Writing without stopping is a way of sidelining the critic in you that doubts you.
Imagine you’re trying to paint the sunset and a person comes and stands next to you and says: That’s no good, that doesn’t look real, I don’t know what that means, that colour doesn’t work, just as you’re trying to capture the colours. That person would put you off what you’re doing. If you could, you would move away, so once again you can face the blazing sky, and put it down on paper.
Later on you can look at it back home and examine the painting for what worked and what didn’t and what needs to be done. First and foremost the painting is there. What you needed was to be able to paint a sunset in the joyousness of the moment without some person telling you your work is wrong or ugly.
So with writing. In the moment of creating you don’t need that critic person standing there monitoring your words. Walk away from them and write the first draft as if words come through like sunset to paper. Writing without stopping achieves this. It leaves no gap for the critic to have a say. The speed and constant motion of the pen across the page, or fingers on the keyboard, is what keeps the colours streaming.
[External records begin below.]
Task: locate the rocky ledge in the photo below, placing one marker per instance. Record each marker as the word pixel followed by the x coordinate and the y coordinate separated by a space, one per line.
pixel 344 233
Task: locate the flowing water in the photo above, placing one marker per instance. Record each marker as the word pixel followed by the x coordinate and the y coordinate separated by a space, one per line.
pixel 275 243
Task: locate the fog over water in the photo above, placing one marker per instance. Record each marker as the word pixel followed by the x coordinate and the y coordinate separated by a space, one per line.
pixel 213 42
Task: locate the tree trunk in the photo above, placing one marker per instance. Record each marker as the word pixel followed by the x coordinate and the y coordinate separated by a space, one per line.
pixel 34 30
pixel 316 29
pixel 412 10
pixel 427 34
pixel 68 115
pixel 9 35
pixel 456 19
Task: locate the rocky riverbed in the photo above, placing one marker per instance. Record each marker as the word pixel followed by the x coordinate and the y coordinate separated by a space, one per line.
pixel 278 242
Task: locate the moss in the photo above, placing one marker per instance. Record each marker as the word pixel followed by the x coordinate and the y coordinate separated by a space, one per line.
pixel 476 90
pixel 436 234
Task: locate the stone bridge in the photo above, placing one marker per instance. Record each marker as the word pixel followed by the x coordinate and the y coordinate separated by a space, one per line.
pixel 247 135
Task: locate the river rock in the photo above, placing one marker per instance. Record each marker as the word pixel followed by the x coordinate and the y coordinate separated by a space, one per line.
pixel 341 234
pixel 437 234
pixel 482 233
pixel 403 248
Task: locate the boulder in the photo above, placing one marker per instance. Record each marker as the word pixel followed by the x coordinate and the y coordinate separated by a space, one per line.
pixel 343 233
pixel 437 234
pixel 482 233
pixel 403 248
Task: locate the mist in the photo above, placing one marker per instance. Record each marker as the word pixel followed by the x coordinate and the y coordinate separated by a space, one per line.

When you write without stopping and without your critic graunching the gears, then words flow out as if they’re coming out of your fingers and you’ve slightly lost control of the situation. This is good. When you are in control it’s when you operate from what you think you know. When you lose control and the words are coming anyway, that’s when you begin to write from what you do not know you know. You’ve dropped to that deeper level.
You’re not going to be there all day. You’ve gone down for ten minutes, like a diving expedition, ten to twenty minutes and you come back up with something. There’s the proof – pages covered in your writing.
Ten minutes is a safety guide that gives you the option to dive down, and once started, writing without stopping allows whatever’s there to come up: a handful of shells, an anchor, a bright orange cray.